Hamburg – Für Tausende Menschen ist die Regenbogenflagge ein Symbol für Stolz, Freiheit und Akzeptanz. Ausgerechnet am Tag des Christopher Street Days (CSD) soll sie in Hamburg jedoch zum Ausschluss geführt haben.
Nach Angaben der Hamburger Polizei verweigerten Sicherheitskräfte der „Europa Passage“ mehreren Besuchern mit Regenbogenflaggen den Zutritt zum Einkaufszentrum. Andere wurden aufgefordert, ihre Pride-Flaggen einzurollen. Als Begründung berief sich der Sicherheitsdienst auf das Hausrecht. Mehrere Betroffene riefen daraufhin die Polizei.
Laut „Hamburger Morgenpost“, die zuerst über den Vorfall berichtete, kam es an zwei Seiteneingängen des Einkaufszentrums wiederholt zu Auseinandersetzungen. Die Polizei musste mehrfach eingreifen. Erst danach beendete der Sicherheitsdienst sein Vorgehen.
Center-Manager zeigt sich erschüttert
Die Leitung der „Europa Passage“ distanzierte sich von dem Vorgehen. Center-Manager Karsten Bärschneider erklärte, es habe keine Anweisung des Managements gegeben, Besucher wegen Pride-Flaggen abzuweisen oder sie zum Verbergen ihrer Fahnen aufzufordern.
„Wir möchten, dass sich alle Besucherinnen und Besucher bei uns willkommen, respektiert und sicher fühlen“, sagte Bärschneider. Er bedauere die entstandenen Unannehmlichkeiten und den Eindruck, manche Menschen seien nicht willkommen. Das entspreche weder dem Anspruch noch dem Selbstverständnis der „Europa Passage“. Die Vorfälle würden nun gemeinsam mit dem Sicherheitsdienst aufgearbeitet. Weitere Fragen von BILD zu den Hintergründen des Vorfalls blieben zunächst unbeantwortet.
Scharfe Kritik von Hamburg Pride
Mit der Erklärung des Einkaufszentrums geben sich die Organisatoren des CSD jedoch nicht zufrieden. In einem Statement auf Instagram kritisierte Hamburg Pride die Reaktion der „Europa Passage“ scharf.

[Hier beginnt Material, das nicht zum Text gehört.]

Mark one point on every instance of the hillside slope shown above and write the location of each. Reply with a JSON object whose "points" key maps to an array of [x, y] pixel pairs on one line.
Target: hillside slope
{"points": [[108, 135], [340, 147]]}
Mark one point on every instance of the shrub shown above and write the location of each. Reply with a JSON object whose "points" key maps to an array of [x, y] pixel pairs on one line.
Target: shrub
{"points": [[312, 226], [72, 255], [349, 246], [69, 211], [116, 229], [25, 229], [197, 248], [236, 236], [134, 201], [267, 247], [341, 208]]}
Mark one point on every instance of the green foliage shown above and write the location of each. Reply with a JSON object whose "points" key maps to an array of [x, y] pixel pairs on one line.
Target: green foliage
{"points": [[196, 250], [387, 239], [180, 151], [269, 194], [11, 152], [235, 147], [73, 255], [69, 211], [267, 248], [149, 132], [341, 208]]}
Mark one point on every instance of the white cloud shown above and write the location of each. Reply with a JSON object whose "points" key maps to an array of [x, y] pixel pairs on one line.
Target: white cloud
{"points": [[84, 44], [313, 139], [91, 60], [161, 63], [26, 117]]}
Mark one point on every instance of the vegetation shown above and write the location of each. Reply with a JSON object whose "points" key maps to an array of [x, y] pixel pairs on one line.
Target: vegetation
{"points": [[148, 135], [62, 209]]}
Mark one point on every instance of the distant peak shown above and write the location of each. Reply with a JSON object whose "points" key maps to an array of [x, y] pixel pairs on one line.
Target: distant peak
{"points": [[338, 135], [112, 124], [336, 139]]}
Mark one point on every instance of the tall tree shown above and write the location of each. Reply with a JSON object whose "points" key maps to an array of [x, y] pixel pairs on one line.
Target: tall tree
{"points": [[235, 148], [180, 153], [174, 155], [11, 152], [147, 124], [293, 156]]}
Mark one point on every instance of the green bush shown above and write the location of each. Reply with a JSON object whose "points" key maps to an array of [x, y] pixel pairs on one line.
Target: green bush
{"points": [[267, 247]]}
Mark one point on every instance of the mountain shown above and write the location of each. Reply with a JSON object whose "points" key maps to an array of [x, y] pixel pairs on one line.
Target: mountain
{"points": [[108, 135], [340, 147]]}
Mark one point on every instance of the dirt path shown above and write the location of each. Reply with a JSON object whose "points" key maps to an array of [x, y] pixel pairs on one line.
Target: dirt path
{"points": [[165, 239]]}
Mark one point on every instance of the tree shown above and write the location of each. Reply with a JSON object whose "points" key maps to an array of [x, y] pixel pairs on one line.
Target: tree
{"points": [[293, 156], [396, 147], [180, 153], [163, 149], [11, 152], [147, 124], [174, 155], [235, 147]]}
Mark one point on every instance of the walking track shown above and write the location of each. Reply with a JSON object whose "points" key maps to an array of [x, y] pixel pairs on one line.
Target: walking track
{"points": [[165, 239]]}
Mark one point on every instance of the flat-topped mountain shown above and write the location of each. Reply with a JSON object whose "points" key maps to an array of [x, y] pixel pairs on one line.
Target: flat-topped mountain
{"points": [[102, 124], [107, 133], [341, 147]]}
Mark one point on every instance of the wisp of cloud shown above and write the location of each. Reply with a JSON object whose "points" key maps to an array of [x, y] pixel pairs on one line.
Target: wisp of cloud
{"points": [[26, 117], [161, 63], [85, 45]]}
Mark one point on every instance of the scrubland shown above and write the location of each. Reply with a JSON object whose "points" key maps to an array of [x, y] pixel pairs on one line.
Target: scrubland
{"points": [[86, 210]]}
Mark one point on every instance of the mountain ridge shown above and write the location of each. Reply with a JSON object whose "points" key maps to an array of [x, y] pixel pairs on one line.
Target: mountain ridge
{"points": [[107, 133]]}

Demnach habe das Einkaufszentrum lediglich eine „nichtssagende Erklärung“ veröffentlicht. Es fehle eine Entschuldigung an die Betroffenen, ebenso wie konkrete Aussagen zur Aufarbeitung und möglichen Konsequenzen. Besonders deutlich wird Hamburg Pride mit Blick auf die Regenbogenflaggen, die auf dem Dach des Einkaufszentrums wehten: „Eine Regenbogenflagge auf einem Dach macht niemanden automatisch queerfreundlich!“
Die Organisatoren fordern eine öffentliche Entschuldigung, eine vollständige Aufklärung und konkrete Konsequenzen, damit sich ein solcher Vorfall künftig nicht wiederholt.